Lock Off – Strength Training for Climbing

a climber performs a lock off while climbing

What is a Lock Off?

A lock off is a static climbing move.  A static move means there is no jumping or dynamic movement involved. You start off by grabbing a handhold with one hand. Then pull that hold down as far as necessary to reach the next hold with your free hand. Generally the hand you are holding on becomes level with your shoulder as you reach for the next handhold. A lock off is most commonly called for when you have to reach an arms-length (or slightly longer) to the next hand hold. Lock offs are most common on steep sport climbs, boulder problems and even crack climbs. Lock-offs are also very important for ice and mixed climbing.
Lock offs require a certain amount of strength. Since most lock-off strength is generated from your shoulder and latisimus dorsi, training these muscles is a good idea. You need to build strength both to perform a lock off and to prevent injury while performing a lock off.
A common issue women often face is lack of lock-off strength.
Typically, women rely on technique and foot work to climb well. But so often I hear, “Carolyn, I need to be stronger. Steep climbing is so hard for me.”
Just going climbing will make us better and stronger but at some point we have to train weaknesses.  That’s where specific training can really help you.

How do you Lock Off?

1. No matter what level of climber you are, establish good footholds and make sure you are balanced over your feet as best as possible.
2. Pick two good starting holds and identify the target hold you will reach to. Typically this target hold will be a full arms-length away.
3. Grab onto your two starting holds and stand up on your feet until your arm is in a bent position with your hand level with your shoulder.
4. Reach with your free hand and grab the target hold identified in step two, keeping eye contact with the target hold.
Now that you have an understanding of why, what and how you lock off, it’s time to do some practice drills. Here’s a fun way to break through the lock off strength barrier.
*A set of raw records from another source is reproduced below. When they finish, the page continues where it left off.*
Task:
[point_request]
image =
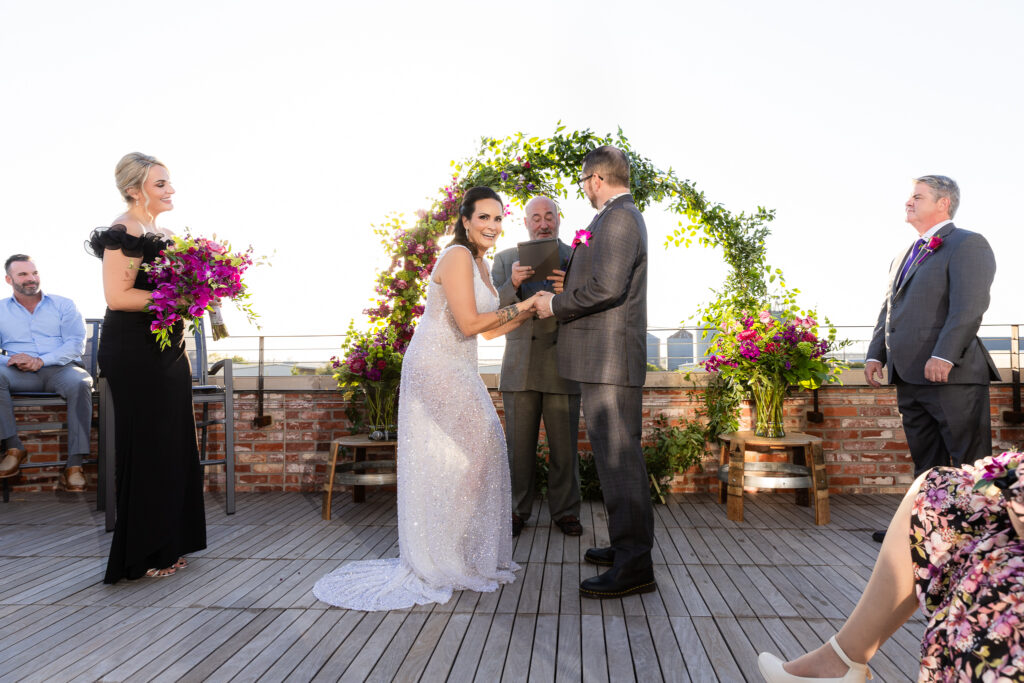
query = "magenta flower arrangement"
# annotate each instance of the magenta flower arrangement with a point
(189, 276)
(372, 363)
(767, 354)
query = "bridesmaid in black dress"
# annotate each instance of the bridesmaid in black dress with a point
(159, 477)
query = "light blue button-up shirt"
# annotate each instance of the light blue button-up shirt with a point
(54, 332)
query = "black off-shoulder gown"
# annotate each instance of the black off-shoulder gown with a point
(159, 477)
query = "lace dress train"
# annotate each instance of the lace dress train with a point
(454, 488)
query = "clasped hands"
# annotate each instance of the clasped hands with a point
(25, 363)
(541, 302)
(936, 370)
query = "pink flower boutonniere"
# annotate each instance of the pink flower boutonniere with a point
(582, 238)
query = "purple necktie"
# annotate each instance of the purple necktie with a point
(918, 246)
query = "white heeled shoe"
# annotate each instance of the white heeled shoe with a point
(771, 669)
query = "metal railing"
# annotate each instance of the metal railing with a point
(669, 348)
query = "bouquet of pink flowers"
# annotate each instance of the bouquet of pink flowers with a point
(372, 364)
(766, 347)
(190, 276)
(767, 354)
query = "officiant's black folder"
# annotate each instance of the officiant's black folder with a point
(542, 255)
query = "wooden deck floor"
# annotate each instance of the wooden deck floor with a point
(244, 609)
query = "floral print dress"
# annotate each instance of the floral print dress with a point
(969, 570)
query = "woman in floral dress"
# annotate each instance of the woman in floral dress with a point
(965, 569)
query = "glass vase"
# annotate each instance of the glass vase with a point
(768, 398)
(382, 408)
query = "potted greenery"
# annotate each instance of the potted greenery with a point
(371, 364)
(768, 353)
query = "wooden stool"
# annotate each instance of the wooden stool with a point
(354, 473)
(805, 471)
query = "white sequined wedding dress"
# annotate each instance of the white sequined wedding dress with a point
(455, 508)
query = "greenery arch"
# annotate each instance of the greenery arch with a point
(521, 167)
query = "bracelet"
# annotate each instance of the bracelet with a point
(507, 314)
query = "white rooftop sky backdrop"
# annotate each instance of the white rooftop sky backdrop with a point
(297, 126)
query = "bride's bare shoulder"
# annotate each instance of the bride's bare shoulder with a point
(454, 258)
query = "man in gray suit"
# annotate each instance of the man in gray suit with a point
(602, 309)
(531, 387)
(927, 333)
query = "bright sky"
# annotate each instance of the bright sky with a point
(297, 126)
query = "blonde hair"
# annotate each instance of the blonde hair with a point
(131, 172)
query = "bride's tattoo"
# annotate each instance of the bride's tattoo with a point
(507, 314)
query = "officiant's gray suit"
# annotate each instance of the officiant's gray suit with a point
(936, 311)
(530, 388)
(602, 344)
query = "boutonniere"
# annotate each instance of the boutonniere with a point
(934, 243)
(582, 238)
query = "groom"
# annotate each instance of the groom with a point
(603, 313)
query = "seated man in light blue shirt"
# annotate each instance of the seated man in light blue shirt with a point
(43, 336)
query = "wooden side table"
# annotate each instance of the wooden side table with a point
(805, 472)
(353, 473)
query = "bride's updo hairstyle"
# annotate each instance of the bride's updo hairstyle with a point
(131, 172)
(469, 201)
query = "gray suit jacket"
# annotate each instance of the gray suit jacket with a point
(603, 307)
(530, 363)
(937, 311)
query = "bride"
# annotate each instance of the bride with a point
(454, 489)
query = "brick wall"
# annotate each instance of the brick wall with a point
(864, 445)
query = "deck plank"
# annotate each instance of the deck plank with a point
(244, 609)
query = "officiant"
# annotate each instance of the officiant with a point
(530, 386)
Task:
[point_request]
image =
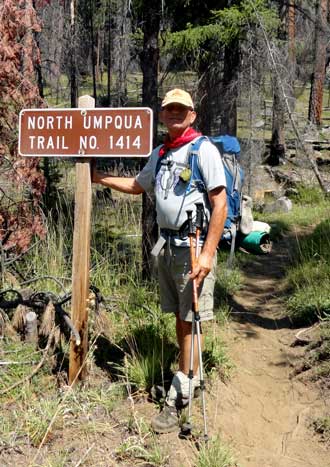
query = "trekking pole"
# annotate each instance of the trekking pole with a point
(199, 228)
(195, 325)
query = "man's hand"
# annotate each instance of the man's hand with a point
(201, 268)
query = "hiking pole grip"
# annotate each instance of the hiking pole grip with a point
(191, 235)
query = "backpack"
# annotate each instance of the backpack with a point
(229, 149)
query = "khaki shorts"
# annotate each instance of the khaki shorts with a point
(176, 286)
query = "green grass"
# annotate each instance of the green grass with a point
(215, 454)
(309, 278)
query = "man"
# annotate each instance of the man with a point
(173, 198)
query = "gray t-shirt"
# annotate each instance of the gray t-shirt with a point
(172, 197)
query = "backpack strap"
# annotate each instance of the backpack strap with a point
(196, 176)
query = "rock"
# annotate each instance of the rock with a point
(282, 204)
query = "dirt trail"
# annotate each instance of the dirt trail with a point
(263, 412)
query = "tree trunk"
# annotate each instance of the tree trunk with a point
(318, 76)
(109, 57)
(205, 114)
(73, 57)
(92, 47)
(277, 146)
(230, 89)
(291, 28)
(149, 64)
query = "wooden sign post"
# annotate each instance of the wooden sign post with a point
(84, 133)
(80, 261)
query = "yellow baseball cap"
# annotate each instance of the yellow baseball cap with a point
(178, 96)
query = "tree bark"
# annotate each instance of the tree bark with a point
(277, 146)
(230, 89)
(318, 76)
(73, 57)
(149, 64)
(92, 39)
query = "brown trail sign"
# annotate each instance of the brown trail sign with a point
(84, 133)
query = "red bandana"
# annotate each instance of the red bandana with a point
(188, 136)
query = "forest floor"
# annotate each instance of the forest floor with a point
(264, 411)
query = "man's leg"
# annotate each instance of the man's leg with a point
(183, 332)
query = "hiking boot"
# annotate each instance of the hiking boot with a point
(167, 421)
(178, 393)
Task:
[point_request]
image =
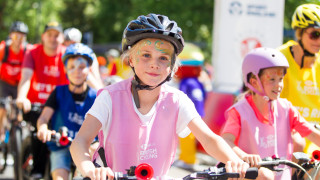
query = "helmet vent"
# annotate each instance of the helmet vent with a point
(152, 22)
(169, 27)
(316, 15)
(307, 17)
(160, 19)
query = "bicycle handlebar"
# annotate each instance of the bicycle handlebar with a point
(271, 164)
(220, 173)
(142, 172)
(61, 138)
(211, 173)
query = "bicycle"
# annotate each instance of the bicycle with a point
(272, 163)
(13, 140)
(61, 138)
(26, 155)
(311, 165)
(145, 172)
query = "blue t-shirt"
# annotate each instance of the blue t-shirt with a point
(68, 112)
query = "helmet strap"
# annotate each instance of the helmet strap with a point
(263, 93)
(77, 85)
(305, 53)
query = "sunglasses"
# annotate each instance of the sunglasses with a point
(314, 35)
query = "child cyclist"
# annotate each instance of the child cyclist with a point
(140, 118)
(66, 106)
(260, 124)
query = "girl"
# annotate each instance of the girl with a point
(66, 106)
(302, 81)
(139, 119)
(260, 124)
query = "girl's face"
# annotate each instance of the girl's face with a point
(311, 39)
(77, 69)
(151, 59)
(272, 81)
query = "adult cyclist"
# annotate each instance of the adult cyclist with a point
(42, 71)
(302, 81)
(12, 53)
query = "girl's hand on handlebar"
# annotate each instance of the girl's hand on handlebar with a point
(44, 134)
(237, 167)
(100, 173)
(252, 159)
(24, 104)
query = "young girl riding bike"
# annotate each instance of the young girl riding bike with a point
(66, 106)
(139, 119)
(260, 124)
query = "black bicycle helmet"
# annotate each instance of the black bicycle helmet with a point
(153, 26)
(19, 26)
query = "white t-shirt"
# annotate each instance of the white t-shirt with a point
(102, 110)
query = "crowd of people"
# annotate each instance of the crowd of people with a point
(132, 103)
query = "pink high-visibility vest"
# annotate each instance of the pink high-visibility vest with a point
(130, 142)
(266, 139)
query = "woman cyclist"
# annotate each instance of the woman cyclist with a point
(302, 81)
(139, 119)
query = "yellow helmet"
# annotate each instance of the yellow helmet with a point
(306, 15)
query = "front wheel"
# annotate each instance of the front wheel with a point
(3, 156)
(26, 158)
(16, 134)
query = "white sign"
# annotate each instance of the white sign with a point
(239, 26)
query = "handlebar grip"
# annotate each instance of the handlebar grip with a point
(316, 155)
(252, 173)
(269, 163)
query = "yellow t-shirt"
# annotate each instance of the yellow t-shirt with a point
(302, 86)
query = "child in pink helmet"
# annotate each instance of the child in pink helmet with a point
(260, 124)
(139, 119)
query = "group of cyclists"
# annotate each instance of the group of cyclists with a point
(136, 118)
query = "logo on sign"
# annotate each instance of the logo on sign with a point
(248, 44)
(235, 8)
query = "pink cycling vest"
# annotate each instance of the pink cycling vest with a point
(129, 142)
(259, 138)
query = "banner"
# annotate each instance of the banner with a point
(240, 26)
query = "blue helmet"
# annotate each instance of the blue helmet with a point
(79, 49)
(19, 26)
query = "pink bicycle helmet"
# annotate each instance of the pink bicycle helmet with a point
(258, 59)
Three-Second Climbing-Strength Drill: aka The Hover

You can do this inside at the climbing gym or outside at the crag. Top rope or bouldering is usually the most effective.
Find a route or boulder problem that is comfortable for you and slightly overhanging. Instead of climbing the route as you normally would, here’s your challenge: For every hand movement on the climb, as you reach to the next hold, stop with your hand just hovering over the hold you want to grab next. Then count to three before you grab it. And I mean a real one thousand one, one thousand two, one thousand three, three second count. Repeat this for every hand movement up the entire climb or boulder problem.
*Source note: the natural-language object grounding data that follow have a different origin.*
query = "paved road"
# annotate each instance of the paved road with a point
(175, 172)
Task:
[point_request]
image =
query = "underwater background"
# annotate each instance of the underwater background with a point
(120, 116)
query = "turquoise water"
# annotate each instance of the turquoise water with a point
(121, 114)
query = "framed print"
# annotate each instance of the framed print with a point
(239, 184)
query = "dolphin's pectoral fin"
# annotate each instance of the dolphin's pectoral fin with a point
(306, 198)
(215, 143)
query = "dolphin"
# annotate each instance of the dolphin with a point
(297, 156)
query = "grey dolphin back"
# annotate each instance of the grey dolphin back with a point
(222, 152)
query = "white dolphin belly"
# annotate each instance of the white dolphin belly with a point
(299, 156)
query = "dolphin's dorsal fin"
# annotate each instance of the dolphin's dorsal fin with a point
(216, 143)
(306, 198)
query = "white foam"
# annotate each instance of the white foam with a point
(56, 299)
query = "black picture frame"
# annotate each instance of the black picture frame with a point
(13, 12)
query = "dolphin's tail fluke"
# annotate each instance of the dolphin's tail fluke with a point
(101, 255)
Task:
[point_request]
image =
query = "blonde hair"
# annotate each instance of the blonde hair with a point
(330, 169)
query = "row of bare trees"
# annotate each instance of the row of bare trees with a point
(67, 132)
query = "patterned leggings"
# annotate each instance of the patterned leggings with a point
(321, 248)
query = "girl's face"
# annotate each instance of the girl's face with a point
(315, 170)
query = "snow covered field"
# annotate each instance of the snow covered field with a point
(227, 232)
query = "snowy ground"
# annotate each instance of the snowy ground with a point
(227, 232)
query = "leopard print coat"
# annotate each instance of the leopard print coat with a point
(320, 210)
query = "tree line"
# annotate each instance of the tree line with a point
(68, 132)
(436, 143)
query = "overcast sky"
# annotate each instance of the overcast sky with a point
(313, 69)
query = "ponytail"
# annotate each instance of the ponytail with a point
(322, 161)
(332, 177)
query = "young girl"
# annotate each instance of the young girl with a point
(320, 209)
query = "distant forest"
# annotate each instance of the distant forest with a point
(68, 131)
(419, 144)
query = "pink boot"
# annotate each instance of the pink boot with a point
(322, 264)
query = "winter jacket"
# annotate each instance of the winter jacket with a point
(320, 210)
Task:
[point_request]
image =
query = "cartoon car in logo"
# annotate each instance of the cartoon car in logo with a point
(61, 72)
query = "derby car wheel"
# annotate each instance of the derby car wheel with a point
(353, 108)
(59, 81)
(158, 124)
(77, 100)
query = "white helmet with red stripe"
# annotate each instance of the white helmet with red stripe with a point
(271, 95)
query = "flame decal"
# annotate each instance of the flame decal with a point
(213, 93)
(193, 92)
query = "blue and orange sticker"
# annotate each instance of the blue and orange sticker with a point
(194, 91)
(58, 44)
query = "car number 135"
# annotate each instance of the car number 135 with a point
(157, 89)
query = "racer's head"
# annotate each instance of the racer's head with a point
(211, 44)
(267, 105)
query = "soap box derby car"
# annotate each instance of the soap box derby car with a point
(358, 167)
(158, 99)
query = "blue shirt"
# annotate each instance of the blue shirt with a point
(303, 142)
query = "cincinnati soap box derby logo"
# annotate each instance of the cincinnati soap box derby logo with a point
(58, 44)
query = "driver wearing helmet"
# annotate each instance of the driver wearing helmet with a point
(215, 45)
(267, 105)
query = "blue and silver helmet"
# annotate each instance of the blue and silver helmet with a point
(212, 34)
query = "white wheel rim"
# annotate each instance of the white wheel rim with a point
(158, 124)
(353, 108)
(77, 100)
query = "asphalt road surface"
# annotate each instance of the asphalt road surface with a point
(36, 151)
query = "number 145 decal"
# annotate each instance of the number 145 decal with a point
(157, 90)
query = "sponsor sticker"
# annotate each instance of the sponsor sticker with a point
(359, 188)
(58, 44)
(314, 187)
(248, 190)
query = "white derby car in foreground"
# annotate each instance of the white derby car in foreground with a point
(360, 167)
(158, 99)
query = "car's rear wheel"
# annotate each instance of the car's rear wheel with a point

This will require you to lock off with the arm/hand holding on as well as focus on foot placement and complex core strength. The route that used to be reasonable for you just got hard. Possibly really hard.
Try this drill at least once a week when you climb after a warm up. Use it as what it is, training, its a drill designed specifically to train lock off strength for climbing. 
We can train lock offs in the gym too. But since lock off strength tends to be fairly linear, this lock off strength training tip will help you transition that strength to the complex, multi-planar sport of climbing- icing on the cake!
One to two times a week for 4 – 6 weeks, try this on multiple routes or boulder problems each session, and not always the same route. 
2 – 3 routes/4- 6 boulder problems per session.